AVX-512 can run on less ports than AVX and SSE on many microarchitectures. Specifically, AVX and SSE instructions can run on ports p0, p1, and p5, while AVX-512 uses ports p0 and 1 together (another non-SIMD instruction can run on p1 while p0+p1 are used for AVX-512) or p5.

FMA instructions run on ports p0 and p1 on Tigerlake client. This means that with SSE and AVX, two FMA can run per cycle, while only one can run with AVX-512. As AVX-512 has twice the vector width, this means that they perform the same amount of FLOP per cycle, as long as your numerical kernel admits at least two FMA operations in parallel.

This is the case with your code if you keep the move instruction as indicated as then multiple iterations of the loop are independent. As you observe, performance for AVX2 and AVX-512 will then be very similar. But if you comment out the instruction, now the iterations are coupled through a dependency chain and must be executed sequentially.
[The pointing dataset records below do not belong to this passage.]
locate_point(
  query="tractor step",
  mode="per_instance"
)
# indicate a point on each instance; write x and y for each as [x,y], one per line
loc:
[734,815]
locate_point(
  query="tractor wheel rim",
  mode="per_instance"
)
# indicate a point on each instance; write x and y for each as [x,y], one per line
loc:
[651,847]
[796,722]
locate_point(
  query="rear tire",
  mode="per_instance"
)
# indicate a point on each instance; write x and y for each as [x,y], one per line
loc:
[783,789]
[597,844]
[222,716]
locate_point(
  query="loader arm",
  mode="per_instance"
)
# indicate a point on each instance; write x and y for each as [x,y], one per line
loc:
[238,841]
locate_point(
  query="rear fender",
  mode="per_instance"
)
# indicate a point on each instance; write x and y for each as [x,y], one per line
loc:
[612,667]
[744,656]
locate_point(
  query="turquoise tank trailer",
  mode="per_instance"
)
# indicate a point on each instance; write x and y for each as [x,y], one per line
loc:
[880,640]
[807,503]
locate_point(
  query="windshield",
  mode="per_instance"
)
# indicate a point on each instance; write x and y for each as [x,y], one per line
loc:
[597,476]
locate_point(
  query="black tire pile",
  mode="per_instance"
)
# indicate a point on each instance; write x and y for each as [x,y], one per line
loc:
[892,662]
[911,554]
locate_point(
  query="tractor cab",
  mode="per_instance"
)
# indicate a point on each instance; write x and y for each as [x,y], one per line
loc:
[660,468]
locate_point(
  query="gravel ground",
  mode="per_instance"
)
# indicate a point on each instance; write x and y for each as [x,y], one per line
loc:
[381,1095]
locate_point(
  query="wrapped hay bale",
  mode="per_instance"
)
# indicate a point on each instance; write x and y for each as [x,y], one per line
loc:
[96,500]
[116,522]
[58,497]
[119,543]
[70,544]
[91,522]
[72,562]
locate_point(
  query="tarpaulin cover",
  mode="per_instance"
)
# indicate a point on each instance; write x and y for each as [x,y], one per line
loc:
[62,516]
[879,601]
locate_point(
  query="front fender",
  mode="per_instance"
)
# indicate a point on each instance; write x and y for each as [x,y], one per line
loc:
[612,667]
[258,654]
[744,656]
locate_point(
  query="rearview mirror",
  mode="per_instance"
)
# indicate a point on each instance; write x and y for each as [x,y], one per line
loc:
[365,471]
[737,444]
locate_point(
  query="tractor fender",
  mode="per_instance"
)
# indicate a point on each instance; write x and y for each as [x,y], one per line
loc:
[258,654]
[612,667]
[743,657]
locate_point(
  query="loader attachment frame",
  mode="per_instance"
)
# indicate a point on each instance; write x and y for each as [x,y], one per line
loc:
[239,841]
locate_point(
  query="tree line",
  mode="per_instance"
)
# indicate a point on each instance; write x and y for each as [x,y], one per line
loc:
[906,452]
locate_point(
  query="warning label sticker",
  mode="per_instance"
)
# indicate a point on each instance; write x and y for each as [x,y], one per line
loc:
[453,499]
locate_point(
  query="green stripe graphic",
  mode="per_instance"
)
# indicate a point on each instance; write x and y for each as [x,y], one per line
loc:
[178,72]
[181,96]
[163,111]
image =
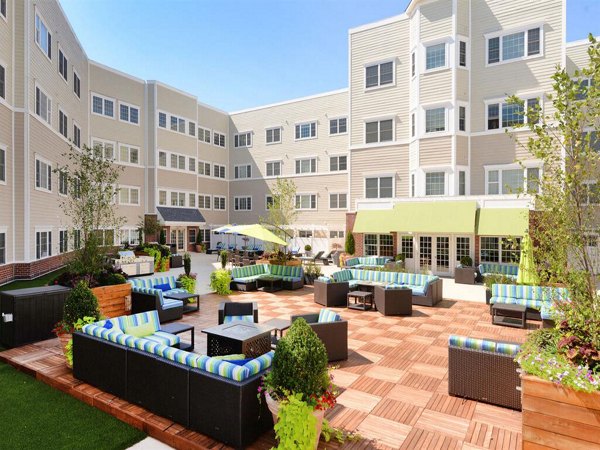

If your code is limited to just one FMA per cycle, AVX-512 will be faster than AVX2.

My recommendation: optimise your code for higher instruction-level parallelism (ILP). AVX-512 is a good choice for this application and you should keep using it. When you execute this code on a server CPU (Xeon Gold class), both p01 and p5 can execute FMA instructions and the code will be faster with AVX-512 once you have rewritten it to permit higher ILP.